Please note that, instead of a linear scale, we decided to compute the square root of the relative values to define the intensity of the fill color, so that we can visually highlight the differences between the states. This was necessary as most flight cancellations happened in Texas (748), and there were no more than 150 cancelled flights in any other state (with the average being around 45).

You can also easily load ESRI shape files or other geospatial vector data formats into R as points or polygons with a bunch of packages already discussed and a few others as well, such as the maptools, rgdal, dismo, raster, or shapefile packages.

Another, probably easier, way to generate country-level thematic maps, especially choropleth maps, is to load the rworldmap package made by Andy South, and rely on the convenient mapCountryData function.

# Rendering polygons around points

Besides thematic maps, another really useful way of presenting spatial data is to draw artificial polygons around the data points based on the data values.
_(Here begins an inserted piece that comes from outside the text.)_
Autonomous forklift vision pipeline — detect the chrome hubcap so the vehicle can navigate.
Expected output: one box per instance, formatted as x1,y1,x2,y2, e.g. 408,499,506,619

This is especially useful if there is no available polygon shape file to be used to generate a thematic map.

A level plot, contour plot, or isopleths, might be an already familiar design from tourist maps, where the altitude of the mountains is represented by a line drawn around the center of the hill at the very same levels. This is a very smart approach having maps present the height of hills—projecting this third dimension onto a 2-dimensional image.

Now let's try to replicate this design by considering our data points as mountains on the otherwise flat map. We already know the heights and exact geo-coordinates of the geometric centers of these hills (airports); the only challenge here is to draw the actual shape of these objects. In other words:

• Are these mountains connected?
• How steep are the hillsides?
• Should we consider any underlying spatial effects in the data? In other words, can we actually render these as mountains with a 3D shape instead of plotting independent points in space?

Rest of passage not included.